Material science advance could lead to airplanes that optimize their shape in flight
Materials and objects could take on different shapes by themselves through a method developed at KTH Royal Institute of Technology. Breakthrough tests showed how microscale melting and cooling of a wide range of materials—such as plastics and metals—can be manipulated to reorganize their mass and form new shapes.
Performed in 2D with paraffin as the test material, the study introduces a new path for development of materials that can be programmed to shapeshift in 3D autonomously, says Professor Wouter van der Wijngaart, a researcher in the Division of Micro and Nanosystems at KTH Royal Institute of Technology in Stockholm.
With the new technology the researchers envision limitless possibilities, from cars and airplanes that constantly adjust their form to optimize drag, to meeting rooms where the required seating is generated on demand.
“This could enable limitless on-the-fly creation of tools and other objects, without introducing additional materials,” van der Wijngaart says.
The method relies on a laser to melt and shift material, bit by bit, so that it moves from one side of the object to another.
“Everything is just shifted a few tens of micrometers during each cycle,” van der Wijngaart says. “It can reshape objects to pass through narrow gaps and reconstitute them into any target shape.”

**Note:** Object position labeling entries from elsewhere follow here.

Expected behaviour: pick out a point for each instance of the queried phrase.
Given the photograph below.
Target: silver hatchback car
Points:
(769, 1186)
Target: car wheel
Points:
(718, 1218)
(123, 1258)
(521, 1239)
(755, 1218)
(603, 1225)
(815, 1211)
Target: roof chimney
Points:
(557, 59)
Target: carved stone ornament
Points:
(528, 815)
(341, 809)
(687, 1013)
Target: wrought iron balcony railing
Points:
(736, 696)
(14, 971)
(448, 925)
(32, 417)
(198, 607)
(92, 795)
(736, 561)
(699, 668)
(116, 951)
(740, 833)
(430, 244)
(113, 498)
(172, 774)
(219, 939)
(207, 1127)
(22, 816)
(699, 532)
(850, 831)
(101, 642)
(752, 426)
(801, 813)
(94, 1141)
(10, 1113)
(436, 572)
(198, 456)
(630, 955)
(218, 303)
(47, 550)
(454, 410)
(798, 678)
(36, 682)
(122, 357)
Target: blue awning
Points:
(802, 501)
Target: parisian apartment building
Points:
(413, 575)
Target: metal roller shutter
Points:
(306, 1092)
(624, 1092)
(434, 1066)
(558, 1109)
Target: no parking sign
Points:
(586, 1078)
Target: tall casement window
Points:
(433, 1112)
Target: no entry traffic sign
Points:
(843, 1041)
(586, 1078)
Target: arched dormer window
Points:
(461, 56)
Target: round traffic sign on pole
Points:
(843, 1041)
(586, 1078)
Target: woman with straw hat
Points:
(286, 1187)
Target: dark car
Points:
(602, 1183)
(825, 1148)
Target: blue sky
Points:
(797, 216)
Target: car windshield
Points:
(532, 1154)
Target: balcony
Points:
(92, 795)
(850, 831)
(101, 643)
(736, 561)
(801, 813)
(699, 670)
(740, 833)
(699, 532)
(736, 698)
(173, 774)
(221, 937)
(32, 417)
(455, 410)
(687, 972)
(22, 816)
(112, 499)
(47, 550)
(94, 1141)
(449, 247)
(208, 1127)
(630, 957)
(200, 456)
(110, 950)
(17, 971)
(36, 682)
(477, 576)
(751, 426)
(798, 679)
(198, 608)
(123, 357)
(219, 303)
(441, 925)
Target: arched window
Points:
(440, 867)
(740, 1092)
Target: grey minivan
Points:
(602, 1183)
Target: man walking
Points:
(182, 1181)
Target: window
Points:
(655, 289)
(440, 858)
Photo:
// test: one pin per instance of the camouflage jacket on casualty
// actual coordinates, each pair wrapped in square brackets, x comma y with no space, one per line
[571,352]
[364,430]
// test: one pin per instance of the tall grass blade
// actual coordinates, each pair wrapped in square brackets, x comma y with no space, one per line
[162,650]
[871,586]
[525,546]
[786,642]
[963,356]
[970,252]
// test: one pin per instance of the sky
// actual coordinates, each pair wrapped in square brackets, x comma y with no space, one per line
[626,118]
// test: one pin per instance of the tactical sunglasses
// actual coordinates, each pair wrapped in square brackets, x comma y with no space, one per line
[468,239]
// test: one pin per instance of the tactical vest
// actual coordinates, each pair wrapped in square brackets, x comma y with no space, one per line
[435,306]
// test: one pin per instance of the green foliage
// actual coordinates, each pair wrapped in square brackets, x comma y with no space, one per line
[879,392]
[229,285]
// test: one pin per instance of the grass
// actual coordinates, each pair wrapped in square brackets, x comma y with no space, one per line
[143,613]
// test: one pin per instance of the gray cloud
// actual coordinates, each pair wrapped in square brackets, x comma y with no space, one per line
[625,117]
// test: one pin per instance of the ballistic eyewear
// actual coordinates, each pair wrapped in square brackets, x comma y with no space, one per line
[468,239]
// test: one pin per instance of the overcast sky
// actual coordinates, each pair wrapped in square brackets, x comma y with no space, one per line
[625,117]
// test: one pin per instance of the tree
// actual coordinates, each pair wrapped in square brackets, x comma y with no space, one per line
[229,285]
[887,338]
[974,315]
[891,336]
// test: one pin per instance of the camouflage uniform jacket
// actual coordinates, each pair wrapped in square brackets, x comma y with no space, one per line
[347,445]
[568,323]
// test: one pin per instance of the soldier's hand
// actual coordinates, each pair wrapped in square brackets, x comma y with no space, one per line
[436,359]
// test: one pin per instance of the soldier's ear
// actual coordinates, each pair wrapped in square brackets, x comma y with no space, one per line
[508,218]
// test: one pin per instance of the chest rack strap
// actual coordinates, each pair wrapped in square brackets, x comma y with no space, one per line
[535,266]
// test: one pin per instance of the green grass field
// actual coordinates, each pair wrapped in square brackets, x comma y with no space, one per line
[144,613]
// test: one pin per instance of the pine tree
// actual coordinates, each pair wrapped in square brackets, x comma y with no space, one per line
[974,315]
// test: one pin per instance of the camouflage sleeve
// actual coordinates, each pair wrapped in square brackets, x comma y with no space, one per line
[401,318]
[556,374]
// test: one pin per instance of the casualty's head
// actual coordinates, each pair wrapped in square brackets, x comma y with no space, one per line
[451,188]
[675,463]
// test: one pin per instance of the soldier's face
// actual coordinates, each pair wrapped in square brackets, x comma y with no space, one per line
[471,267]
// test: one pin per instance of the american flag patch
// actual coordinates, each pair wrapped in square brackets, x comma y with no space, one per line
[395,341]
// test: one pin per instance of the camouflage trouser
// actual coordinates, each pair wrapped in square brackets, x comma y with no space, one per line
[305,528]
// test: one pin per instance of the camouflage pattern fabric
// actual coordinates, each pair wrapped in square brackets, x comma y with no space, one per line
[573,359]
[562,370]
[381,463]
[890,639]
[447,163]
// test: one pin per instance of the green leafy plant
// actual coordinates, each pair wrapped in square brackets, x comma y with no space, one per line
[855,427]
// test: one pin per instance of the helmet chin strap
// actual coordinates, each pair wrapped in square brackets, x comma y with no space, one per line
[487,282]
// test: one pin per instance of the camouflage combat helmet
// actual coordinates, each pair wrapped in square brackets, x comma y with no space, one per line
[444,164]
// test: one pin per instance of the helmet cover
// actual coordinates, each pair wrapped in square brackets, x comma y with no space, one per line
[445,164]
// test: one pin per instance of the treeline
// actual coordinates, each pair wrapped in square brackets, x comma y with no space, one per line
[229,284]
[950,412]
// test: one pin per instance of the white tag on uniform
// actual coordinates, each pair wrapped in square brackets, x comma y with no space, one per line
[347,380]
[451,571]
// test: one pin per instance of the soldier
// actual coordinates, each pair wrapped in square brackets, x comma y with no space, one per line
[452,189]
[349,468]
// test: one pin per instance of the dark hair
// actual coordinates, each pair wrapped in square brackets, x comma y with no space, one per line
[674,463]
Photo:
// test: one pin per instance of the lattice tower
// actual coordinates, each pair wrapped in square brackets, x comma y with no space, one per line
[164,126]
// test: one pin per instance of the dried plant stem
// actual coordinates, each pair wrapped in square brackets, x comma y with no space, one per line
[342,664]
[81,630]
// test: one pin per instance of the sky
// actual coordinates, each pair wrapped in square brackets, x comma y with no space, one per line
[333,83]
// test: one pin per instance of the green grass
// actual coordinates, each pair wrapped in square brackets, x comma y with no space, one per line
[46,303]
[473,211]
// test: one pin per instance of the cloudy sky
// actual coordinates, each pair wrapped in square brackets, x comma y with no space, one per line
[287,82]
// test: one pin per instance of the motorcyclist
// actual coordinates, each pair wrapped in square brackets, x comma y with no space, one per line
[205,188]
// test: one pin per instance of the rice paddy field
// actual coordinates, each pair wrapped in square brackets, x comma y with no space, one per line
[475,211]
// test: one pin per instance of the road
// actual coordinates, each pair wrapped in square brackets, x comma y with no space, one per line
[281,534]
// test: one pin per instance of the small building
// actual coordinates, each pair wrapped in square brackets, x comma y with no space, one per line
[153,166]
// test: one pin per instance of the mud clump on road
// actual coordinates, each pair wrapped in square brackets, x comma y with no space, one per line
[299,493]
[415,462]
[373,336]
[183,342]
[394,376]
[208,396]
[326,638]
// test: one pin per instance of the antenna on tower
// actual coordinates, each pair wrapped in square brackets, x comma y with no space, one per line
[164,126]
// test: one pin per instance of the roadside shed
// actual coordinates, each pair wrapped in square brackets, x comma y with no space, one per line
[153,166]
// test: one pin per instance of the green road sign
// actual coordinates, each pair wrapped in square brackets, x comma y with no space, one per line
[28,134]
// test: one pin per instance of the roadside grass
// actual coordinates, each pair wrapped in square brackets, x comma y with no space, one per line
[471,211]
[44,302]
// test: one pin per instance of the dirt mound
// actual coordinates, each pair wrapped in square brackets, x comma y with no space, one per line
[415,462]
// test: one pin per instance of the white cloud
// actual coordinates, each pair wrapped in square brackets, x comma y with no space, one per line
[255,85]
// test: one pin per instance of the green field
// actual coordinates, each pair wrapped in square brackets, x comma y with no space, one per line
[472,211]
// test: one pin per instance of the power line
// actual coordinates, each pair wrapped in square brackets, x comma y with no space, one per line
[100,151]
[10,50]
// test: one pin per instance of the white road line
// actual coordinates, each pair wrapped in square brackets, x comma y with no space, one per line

The repetition of this phase-shift ultimately reshapes the material into any form desired, with greater freedom of shape and spatial resolution than other techniques today, he says. Integrating the heating mechanism inside actuals object will enable them to shapeshift autonomously.
He says that this breakthrough in material science and engineering “could lead to advancements that were once deemed impossible.”
Publishing in Advanced Functional Materials, the researchers released a video showing three blobs of paraffin transforming themselves to form the university’s acronymic brand name, KTH”.
The project, Robotic Matter, is funded by Digital Futures. The study’s co-authors were Kerem Kaya, Alexander Kravberg, Claudia Scarpellini, Emre Iseri, Danica Kragic and van der Wijngaart.